Adams, who testified before lawmakers in Albany on Tuesday, was responding to a question from state Assemblyman Michael Reilly (R-Staten Island) who asked if he’d consider issuing an executive order to allow the NYPD to engage in more cooperation with U.S. Immigration and Customs Enforcement officials.
As he’s done before, Adams reiterated that city laws passed in 2014 under former Mayor Bill de Blasio’s administration prevent him from doing that, but added that he’d be open to such a move if the city’s lawyers gave him their stamp of approval.
“If my legal team tells me I have the authority to have cooperation with ICE for those who commit felony dangerous crimes, that is something we would love to entertain,” he said.
Adams weighed in on the issue a day earlier as well — saying that it was up to the City Council to “review” those laws — but on Monday, he stopped short of offering a preference on how he would like to proceed.
The rhetoric and wrangling over the city’s sanctuary status comes just days after migrants were accused of beating two NYPD officers in Times Square.
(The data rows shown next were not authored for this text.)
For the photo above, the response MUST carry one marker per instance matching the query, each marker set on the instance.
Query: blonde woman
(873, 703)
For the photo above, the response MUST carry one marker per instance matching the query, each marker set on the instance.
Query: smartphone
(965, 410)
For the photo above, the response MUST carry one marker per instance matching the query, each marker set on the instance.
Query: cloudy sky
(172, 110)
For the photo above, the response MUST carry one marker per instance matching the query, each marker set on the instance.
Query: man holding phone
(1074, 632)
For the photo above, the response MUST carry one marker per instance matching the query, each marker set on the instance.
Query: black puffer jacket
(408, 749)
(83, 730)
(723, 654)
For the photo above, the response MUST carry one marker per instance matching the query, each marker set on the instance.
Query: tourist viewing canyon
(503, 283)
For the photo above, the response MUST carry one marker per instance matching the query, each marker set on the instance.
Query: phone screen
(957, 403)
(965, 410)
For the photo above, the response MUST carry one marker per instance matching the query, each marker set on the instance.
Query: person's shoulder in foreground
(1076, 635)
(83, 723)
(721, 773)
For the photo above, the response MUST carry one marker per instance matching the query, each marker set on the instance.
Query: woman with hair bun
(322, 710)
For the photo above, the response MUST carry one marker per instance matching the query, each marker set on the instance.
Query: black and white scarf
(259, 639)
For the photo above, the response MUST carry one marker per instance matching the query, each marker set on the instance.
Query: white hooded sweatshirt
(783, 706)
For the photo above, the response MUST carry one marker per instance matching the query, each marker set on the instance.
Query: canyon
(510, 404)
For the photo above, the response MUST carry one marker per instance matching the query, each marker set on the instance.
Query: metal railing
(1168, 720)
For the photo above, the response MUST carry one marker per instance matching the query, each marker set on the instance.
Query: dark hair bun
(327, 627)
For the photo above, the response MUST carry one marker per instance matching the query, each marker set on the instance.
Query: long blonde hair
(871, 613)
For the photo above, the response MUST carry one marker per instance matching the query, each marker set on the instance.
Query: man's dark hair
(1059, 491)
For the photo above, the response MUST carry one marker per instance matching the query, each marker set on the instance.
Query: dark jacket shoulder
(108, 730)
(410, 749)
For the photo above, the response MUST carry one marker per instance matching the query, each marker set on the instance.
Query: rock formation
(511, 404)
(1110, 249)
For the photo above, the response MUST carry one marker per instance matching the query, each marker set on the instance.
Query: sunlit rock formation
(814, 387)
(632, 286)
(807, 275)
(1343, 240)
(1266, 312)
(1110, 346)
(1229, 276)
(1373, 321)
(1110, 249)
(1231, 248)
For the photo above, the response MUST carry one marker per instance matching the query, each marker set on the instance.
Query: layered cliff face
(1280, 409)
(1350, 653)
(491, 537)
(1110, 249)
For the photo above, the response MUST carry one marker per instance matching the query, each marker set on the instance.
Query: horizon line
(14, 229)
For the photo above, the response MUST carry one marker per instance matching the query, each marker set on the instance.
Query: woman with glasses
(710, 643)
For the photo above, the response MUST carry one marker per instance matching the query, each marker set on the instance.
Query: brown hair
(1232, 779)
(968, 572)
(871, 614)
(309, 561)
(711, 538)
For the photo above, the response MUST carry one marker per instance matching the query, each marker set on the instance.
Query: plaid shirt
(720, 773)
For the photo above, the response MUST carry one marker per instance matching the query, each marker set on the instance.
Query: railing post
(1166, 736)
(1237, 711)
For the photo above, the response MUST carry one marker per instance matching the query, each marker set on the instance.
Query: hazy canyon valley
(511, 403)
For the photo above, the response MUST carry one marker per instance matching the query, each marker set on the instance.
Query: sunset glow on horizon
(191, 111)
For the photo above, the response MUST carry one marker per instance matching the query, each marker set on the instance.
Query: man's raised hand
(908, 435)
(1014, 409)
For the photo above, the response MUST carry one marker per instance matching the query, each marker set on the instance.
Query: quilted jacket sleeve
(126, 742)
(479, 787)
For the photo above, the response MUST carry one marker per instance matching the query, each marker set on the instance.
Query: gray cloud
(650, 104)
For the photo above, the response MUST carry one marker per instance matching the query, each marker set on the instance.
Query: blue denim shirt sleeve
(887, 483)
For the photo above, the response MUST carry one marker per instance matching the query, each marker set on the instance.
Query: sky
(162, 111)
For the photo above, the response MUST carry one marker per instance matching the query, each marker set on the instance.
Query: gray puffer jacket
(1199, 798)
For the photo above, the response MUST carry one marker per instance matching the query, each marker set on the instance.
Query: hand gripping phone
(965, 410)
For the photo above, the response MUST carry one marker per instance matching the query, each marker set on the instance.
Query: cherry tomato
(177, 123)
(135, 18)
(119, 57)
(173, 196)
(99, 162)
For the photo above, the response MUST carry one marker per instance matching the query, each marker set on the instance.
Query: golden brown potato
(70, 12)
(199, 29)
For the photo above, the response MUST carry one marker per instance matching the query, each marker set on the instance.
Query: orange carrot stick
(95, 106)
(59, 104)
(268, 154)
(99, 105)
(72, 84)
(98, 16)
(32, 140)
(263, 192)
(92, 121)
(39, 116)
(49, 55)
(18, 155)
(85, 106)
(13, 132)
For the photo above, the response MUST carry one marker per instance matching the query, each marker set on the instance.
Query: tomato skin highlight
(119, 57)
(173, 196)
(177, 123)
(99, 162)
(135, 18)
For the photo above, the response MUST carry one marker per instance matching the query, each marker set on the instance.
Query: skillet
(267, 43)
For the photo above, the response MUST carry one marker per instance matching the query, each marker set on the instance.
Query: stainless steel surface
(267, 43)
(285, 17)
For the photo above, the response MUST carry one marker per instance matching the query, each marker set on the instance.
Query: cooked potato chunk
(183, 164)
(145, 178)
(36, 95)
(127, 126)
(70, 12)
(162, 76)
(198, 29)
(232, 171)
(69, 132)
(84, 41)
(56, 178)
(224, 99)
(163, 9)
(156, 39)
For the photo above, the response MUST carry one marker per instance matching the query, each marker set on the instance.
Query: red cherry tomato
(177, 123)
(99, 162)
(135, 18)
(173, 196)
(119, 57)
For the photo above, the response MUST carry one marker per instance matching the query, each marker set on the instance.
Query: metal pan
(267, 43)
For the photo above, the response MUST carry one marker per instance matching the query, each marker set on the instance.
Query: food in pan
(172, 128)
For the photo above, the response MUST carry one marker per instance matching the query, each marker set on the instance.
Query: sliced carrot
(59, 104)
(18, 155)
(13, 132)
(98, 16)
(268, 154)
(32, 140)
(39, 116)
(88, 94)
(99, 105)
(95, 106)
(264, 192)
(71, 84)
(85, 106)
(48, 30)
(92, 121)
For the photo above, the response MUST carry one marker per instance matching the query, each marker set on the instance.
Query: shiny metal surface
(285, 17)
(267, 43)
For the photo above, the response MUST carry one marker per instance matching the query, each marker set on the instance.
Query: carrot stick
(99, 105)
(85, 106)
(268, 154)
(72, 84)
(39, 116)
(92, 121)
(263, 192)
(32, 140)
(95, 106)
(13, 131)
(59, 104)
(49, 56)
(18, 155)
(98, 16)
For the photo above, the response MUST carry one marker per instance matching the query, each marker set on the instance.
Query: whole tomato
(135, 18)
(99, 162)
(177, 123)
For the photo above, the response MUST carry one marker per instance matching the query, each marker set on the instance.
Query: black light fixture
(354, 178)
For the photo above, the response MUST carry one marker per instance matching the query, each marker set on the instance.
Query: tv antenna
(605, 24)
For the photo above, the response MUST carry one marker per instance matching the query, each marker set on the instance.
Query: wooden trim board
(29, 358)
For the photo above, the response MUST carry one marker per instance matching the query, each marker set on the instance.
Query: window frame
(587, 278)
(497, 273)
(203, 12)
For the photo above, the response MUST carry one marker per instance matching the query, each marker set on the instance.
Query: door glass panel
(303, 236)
More recently, on Monday, the NYPD announced that they’d busted seven people — five of them migrants — in connection with a series of brazen cell phone robberies carried out on mopeds.
In recent weeks, Adams has fielded a number of questions on how leading a sanctuary city has impacted his ability to manage the migrant crisis, which has strained the city’s budget and sent his administration into repeated scrambles over how to care for the more than 150,000 asylum seekers who’ve streamed into the city over the past two years.
Asked by a reporter Tuesday in Albany if he’s been reluctant to share his views on the city’s sanctuary status because he believes current restrictions should remain as is, Adams said “no” and added that he intends to discuss the issue at greater length with the City Council, which just last week overrode two of his vetos on criminal justice bills he opposed.
“I don’t want to broadside the City Council. We’re going to have the conversation about those who commit serious crimes, and I want to sit down with them first, have the conversation and then we’ll publicly say what we’re doing,” he said.